AIR Estimates Hurricane Zeta Insured Losses at Up to $3.5 Billion

Beach house damaged by hurricane

November 05, 2020 |

Beach house damaged by hurricane

Catastrophe risk modeling firm AIR Worldwide estimates that insured losses to onshore property resulting from Hurricane Zeta's wind and storm surge will range from $1.5 billion to $3.5 billion.

Hurricane Zeta made landfall at 4 p.m. on October 28 near Cocodrie, Louisiana, about 80 miles south of New Orleans. It then moved northeastward, tracking directly over New Orleans before moving through Mississippi and Alabama, where it weakened to a tropical storm. Remnants of the storm then continued across Georgia, the Carolinas, and Virginia.

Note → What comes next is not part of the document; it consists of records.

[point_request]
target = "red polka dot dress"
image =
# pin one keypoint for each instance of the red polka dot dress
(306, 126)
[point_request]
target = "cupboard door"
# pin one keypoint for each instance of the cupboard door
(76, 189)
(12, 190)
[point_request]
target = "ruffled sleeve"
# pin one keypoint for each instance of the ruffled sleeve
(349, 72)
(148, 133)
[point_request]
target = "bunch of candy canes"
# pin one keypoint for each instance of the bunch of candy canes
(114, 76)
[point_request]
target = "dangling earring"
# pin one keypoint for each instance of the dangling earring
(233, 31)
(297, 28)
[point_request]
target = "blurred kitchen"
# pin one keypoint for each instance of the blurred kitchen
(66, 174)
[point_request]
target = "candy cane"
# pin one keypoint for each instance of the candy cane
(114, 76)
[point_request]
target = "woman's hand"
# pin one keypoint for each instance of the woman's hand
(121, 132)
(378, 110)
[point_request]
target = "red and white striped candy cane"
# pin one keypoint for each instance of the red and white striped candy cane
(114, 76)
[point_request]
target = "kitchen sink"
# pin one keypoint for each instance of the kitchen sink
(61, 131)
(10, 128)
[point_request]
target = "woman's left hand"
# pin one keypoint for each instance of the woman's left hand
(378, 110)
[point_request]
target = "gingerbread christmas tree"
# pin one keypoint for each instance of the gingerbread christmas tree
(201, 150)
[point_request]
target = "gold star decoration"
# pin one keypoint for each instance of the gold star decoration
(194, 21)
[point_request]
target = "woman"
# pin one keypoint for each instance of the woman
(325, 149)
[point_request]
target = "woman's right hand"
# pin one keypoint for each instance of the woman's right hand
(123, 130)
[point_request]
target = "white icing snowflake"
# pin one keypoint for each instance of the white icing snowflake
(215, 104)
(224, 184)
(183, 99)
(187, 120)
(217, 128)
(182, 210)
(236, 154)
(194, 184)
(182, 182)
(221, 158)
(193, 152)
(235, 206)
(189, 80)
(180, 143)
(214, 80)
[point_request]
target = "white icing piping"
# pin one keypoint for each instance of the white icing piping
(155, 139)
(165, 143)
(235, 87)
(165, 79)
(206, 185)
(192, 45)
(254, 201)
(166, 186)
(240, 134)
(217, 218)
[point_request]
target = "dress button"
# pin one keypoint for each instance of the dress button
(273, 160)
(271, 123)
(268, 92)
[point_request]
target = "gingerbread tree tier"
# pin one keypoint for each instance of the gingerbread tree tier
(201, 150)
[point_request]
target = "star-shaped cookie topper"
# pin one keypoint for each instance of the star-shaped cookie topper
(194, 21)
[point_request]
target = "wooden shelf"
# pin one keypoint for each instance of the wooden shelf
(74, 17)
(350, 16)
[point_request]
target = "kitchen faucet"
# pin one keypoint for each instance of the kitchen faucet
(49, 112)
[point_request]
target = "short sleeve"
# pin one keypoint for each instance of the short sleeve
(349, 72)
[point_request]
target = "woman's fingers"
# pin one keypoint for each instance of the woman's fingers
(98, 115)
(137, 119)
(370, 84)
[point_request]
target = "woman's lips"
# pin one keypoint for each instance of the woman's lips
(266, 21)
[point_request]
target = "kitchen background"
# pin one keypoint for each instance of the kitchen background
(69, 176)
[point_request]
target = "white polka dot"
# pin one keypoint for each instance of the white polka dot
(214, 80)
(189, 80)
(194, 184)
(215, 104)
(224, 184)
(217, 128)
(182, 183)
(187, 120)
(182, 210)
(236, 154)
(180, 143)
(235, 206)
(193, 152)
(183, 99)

AIR said that at landfall Zeta was a high-end Category 2 storm with 1-minute sustained wind speeds of 110 mph, just a mile below Category 3 major hurricane status. Hurricane Zeta was the season's 27th named storm, tying the record for the number of named storms in the Atlantic set in 2005. It was also the 11th named storm to make landfall in the United States this season, breaking a record set in 1916.

Zeta also set an additional record as the fifth named storm to make landfall in Louisiana this season, breaking the previous record set in 2002.

Zeta made landfall 3 weeks after Hurricane Delta and about 9 weeks after Hurricane Laura, coming ashore 150 miles east of those two earlier storms.